Question fer yall. I’m cooking a 14.5 pound rib roast indirect on the gas grill today and I’ll be using the rotisserie, appox how many hours for med rare? The Weber grill guide say’s 1 to 1.5 hours per pound but I’m thinking it would come out dry. The plan is to eat around 7:30. Thanks in advance and I’ll make sure to take pics and write up a report.


----------



## Griff (Dec 20, 2008)

Toby

I've cooked a lot of rib roasts on the WSM at 350 to 375 with an empty water pan and all the vents wide open. The biggest I've done was an eight pounder. They seemed to take about a half hour a pound, but I always had a probe in 'em went by temp and not time.

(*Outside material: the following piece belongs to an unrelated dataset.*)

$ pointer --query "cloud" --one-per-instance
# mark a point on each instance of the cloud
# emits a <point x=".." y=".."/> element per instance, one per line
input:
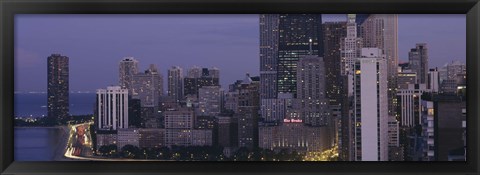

I looked at TVWB and Chris A "Estimated cooking time is 20-28 minutes per pound, depending on factors such as the size of the roast, how hot the cooker is running, what type of fuel is used, and weather conditions, but my experience has been 19-23 minutes per pound with roasts like this one." He's got some good instructions at: http://virtualweberbullet.com/ribroast1.html

Of course, none of this is responsive to your question about time on a gasser using a roti. I'd stop it and check the temp a lot near the end.


----------



## Nick Prochilo (Dec 20, 2008)

I agree with the estimate of 20 - 28 minutes per pound. Thats assuming a cook temp of about 350*. Give it a little extra time so that it has time to sit before carving it up.


----------



## bigwheel (Dec 20, 2008)

Dang that must be a whopper of a gas grill to be able to rotess a big roast indirect. Seems like with the limited amount of rotessing I have done the dripping fat hitting the fire was a big part of the flavor component sorta as with direct cooking.  Whut am I missing here? Thanks. 

bigwheel


----------



## Toby Keil (Dec 20, 2008)

BW, I pull the grill racks off then put a drip pan on the flavorizer bars and let it go. The first time I did this I didn't use a drip pan and had a big old fire going. I'll make sure to take picks as I move forward.


----------



## bigwheel (Dec 20, 2008)

Ok gotcha I think. On my gasser a big Sams pan with water in it will just fit on top of the burners which requires the removal of the grate and cooking on the little half grate which is mounted on the lid and pivots into place up high when you shut the lid. Only time I have used the system is for brisket laid out flat and it works fairly well..cept it dont tend to be able to get much smoke flavor on it. About all I have twirled is barnyard avians. Kept the fire as low as it would go. Seemed like the dripping grease purty well kept itself consumed by the fire as it dripped. Guess one of the fat rib roasts put out much mo flammable products than do birds.  Sure the brisket woulda bursted into flames without the drip pan. Breathlessly awaiting the pics. 

bigwheel


----------



## Toby Keil (Dec 21, 2008)

So here’s the cook and it turned out pretty good IMOP. The rib roast was 14.5 pounds, I kept it very simple and only used salt, pepper and garlic and it cooked at a temp between 325 & 350, for approx 4 hours on my Weber gasser using the rotisserie.


----------



## Captain Morgan (Dec 21, 2008)

all I can say is wow.


----------



## Helen_Paradise (Dec 21, 2008)

What part of TO were you in again!?!?!?

Very nice.


----------



## Griff (Dec 21, 2008)

Very well done. How long did it take?


----------



## bigwheel (Dec 21, 2008)

Looks great. Good job. 

bigwheel


----------



## ScottyDaQ (Dec 21, 2008)

Very nice !


----------



## Nick Prochilo (Dec 21, 2008)

Cooked PERFECT!


----------



## Unity (Dec 21, 2008)

Oh my, that looks good.

--John


----------



## Tannehill Kid (Dec 21, 2008)

If it tasted as good as it looks it was great :!:  :!:  :!:


----------



## nakedpigbbq (Dec 22, 2008)

I gotta try that sometime!  That looks awesome!


----------



## john pen (Dec 22, 2008)

Looks awesome !


----------



## BayouChilehead (Dec 22, 2008)

I think I need to get a rotissorie.....thats makin me drool!!


----------